他眼底掠过一丝极快、难以捕捉的复杂,先是应了沈雾眠,随即转向沈絮凝的方向:
“沈絮凝,你也一起去。”
沈雾眠脸上的笑容瞬间凝固,不满地撅起嘴:“司枭哥哥!带她去干嘛呀,她那样......”
陆司枭一个眼神扫过去,沈雾眠立刻噤声,只是眼神里的怨毒几乎要溢出来。
沈絮凝顿了顿,最终点头同意。
......
一个小时后,会场内。
奢华的水晶吊灯下,衣香鬓影,觥筹交错。
人们的目光在沈絮凝和沈雾眠身上来回扫视。
“快看陆先生身边那两位......天哪,那是姐妹吗?怎么一个像公主,一个像......像难民?”
“听说都是陆家收养的,这待遇也差太远了吧?你看妹妹那裙子,是D家最新高定吧?姐姐那身......是从哪个旧货市场淘来的?”

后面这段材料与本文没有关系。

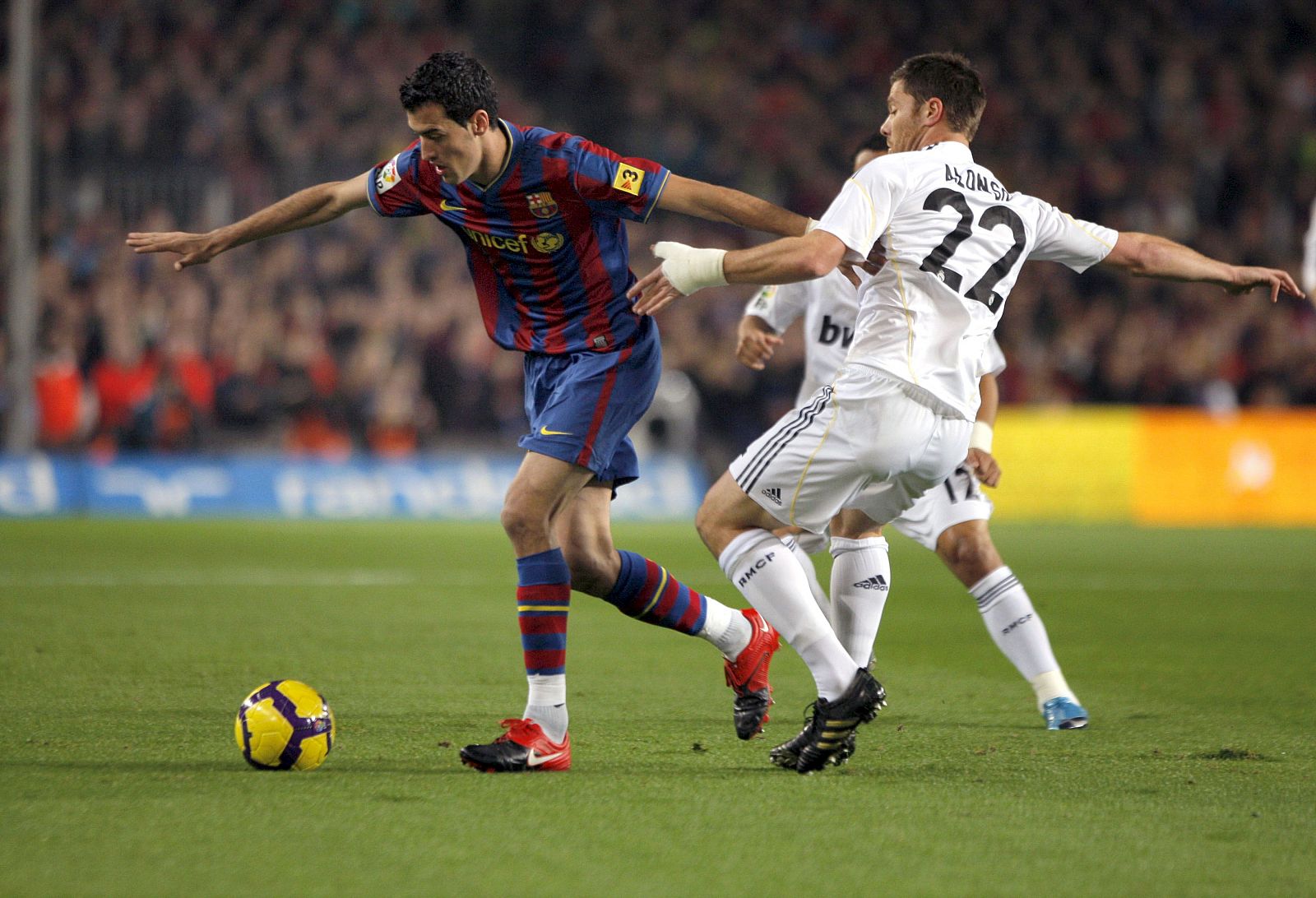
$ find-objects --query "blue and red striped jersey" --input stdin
[367,118,669,354]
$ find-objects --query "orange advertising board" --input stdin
[1132,410,1316,525]
[989,407,1316,525]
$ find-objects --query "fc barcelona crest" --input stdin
[525,191,558,219]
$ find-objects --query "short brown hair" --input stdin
[891,53,987,140]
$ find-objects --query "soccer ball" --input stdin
[233,679,334,771]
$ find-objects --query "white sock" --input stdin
[695,595,754,661]
[781,536,832,620]
[521,674,568,743]
[832,536,891,668]
[717,528,855,699]
[969,567,1077,708]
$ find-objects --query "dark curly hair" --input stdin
[397,50,498,125]
[891,53,987,140]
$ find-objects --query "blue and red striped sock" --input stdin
[604,550,712,636]
[516,549,571,743]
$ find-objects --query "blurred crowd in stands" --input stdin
[0,0,1316,464]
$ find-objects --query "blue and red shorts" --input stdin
[517,317,662,487]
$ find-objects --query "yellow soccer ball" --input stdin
[233,679,334,771]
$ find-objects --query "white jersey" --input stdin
[745,271,1005,405]
[818,141,1119,420]
[745,271,860,405]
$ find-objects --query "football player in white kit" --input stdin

“啧啧,你看姐姐那脸色,蜡黄蜡黄的,是不是营养不良啊?站在光彩照人的妹妹旁边,简直像个背景板。”
这些话语如同细密的针,无声地刺入沈絮凝的耳中。
陆司枭迈着长腿走在前面,步伐又快又稳,丝毫没有顾及身后的人是否能跟上。
沈雾眠亲昵地挽着他的手臂,偶尔回头,朝落在后面的沈絮凝投去一个得意的眼神。
沈絮凝手腕依旧钻心地疼,再加上长期的营养不良,没走几步,额上就渗出了虚汗,与前面的身影距离越拉越远。
就在这时,一个满身酒气的男人拦住了她的去路。
“哟,哪儿来的小可怜儿?穿成这样也敢来这种地方?”
男人眯着色眯眯的眼睛,目光猥琐地在沈絮凝身上上打转:
“不过这小脸,仔细看看还挺标致......陪哥哥喝一杯怎么样?”
说着,他那肥腻的手就朝着沈絮凝的脸颊摸去。
“放开我!”沈絮凝脸色煞白,声音带着颤抖,“救命!救——”
走在前方的陆司枭脚步微微一顿,冷峻的眉头蹙起,下意识地就要回头。
就在他转头的那一刹那——
“啊!”
身边的沈雾眠突然发出叫声,捂着手指,眼眶瞬间就红了。
“司枭哥哥,好疼......我不小心把酒杯打碎,割到手指了......”
陆司枭即的目光,立刻被沈雾眠手指上那微小的伤口吸引。
他毫不犹豫地弯腰,打横将沈雾眠抱了起来,语气是毫不掩饰的紧张:“怎么这么不小心?我带你去找医生。”
被抱起的沈雾眠,手臂顺势环住陆司枭的脖颈,视线却越过他的肩膀,看向后方被困住的沈絮凝:“那......姐姐怎么办?”
陆司枭脚步未停,冰冷的话语传了过来,砸在沈絮凝的心上:
“她是陆家未来的继承人,如果连这点小麻烦都不能自己解决,那就不配坐在那个位置上。”